昔は、どの本屋も配達してくれた。子供のころ、学校から帰ると、『野球少年』などが届いているのが楽しみだった。
この「小書店」は、古いサービスで生きのびている。

さて、ふらりと入った「中書店」は、一時はあちこちに支店を出して拡大路線を突っ走っていたが、このところ、次々と店を閉めて、縮小路線である。
どんな商売も大変ですね。

岩波文庫が置いてある。
「中書店」だから、棚に二段。「大書店」で、ずらーっと並んでいるのも、豪勢でいいけど、二段というのも、手ごろでよろしい。

『下駄で歩いた巴里』
気楽に読めそうなので買う。
昭和6年、流行作家の林扶美子が、どういうわけか女一人、思い立ってシベリア鉄道で巴里へ向かった記録のようだ。

パリでの、一人暮らし、いつも下駄をカタカタ鳴らして歩くので、町の人にすぐ覚えられた。パリの、「レコード屋」を紹介している。いろんなレコードを取り揃えて、売るのではなく、聞かせる店だ。客は、金を払って、レコードを選んで、ヘッドフォンで聞く。いつ行っても、多勢の客が、歌手の写真と、楽譜を見ながら音楽を楽しんでいる。

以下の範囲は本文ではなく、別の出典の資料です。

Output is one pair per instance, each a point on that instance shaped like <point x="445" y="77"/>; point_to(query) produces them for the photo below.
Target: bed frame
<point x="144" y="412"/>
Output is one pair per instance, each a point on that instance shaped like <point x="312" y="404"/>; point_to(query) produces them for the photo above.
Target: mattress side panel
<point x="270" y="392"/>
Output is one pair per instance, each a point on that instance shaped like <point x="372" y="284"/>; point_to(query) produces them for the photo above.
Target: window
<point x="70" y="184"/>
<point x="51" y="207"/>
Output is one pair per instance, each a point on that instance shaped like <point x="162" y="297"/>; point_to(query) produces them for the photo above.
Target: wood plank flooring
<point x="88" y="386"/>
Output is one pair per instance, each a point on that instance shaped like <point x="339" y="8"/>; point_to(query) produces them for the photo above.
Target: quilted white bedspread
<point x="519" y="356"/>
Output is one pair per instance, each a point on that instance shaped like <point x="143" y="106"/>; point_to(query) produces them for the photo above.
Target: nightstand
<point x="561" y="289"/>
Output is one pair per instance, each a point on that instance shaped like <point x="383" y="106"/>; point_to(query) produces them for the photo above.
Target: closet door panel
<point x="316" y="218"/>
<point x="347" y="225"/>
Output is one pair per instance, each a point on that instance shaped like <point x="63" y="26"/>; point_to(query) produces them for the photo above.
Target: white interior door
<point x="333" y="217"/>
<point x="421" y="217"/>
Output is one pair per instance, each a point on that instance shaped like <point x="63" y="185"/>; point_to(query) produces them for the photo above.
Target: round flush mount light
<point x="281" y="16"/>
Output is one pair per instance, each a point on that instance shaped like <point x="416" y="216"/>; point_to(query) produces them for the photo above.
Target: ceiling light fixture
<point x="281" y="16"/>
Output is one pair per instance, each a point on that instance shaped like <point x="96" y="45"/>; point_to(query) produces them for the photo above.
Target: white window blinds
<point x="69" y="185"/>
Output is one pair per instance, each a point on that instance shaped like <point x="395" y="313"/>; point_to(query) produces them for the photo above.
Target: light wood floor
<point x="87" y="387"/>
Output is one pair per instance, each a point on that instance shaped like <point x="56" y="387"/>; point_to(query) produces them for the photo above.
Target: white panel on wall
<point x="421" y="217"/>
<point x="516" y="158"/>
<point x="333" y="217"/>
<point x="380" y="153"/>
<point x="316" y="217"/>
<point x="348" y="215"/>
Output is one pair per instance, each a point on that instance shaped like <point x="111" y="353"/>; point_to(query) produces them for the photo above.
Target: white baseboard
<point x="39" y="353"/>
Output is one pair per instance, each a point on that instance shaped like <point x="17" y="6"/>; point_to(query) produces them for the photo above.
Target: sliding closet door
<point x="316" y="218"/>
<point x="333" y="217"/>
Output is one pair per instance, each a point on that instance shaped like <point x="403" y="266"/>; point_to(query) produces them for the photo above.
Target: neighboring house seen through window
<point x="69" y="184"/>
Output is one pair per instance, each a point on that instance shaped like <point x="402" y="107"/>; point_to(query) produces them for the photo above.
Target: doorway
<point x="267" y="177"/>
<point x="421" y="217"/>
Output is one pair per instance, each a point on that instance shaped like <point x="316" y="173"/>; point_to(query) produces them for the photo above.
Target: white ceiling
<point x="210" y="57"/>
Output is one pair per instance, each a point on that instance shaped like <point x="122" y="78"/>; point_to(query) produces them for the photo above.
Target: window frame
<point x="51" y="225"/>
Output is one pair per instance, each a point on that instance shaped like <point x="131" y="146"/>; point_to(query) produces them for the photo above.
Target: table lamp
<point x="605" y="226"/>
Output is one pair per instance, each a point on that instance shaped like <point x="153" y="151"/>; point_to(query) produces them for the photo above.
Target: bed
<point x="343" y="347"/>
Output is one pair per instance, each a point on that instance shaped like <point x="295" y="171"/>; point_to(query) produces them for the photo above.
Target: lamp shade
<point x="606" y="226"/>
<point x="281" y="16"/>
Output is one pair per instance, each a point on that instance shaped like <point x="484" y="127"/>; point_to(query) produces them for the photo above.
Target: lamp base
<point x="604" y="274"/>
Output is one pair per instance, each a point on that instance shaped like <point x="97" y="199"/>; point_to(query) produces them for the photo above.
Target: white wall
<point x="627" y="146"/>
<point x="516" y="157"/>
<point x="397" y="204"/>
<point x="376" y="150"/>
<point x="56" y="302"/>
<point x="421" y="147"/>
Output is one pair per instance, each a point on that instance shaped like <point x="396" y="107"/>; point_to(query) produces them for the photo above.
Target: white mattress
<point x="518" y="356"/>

彼女は、パリで十日に一度ほど風呂に入った。風呂屋に行って入る。部屋に風呂桶がドンと置いてあって、ちょろちょろと湯が出る。風呂屋の女中が、「アルカリソーダ」を入れてくれる。身体がすぐ、サラサラになって、まるで自分が洗濯物になったようだと書いている。
「アルカリソーダ」、だいじょうぶなんでしょうか。
「入浴剤」と「洗剤」を足して二で割ったようなものか。

パリほど接吻の多い町はない、とも書いている。夕食時のレストランで、一口食べてはチュウ、飲んではチュウ、笑ってはチュウ。
ボーイに料理を頼んではチュウで、これがホントの注文ですネ、とは書いてない。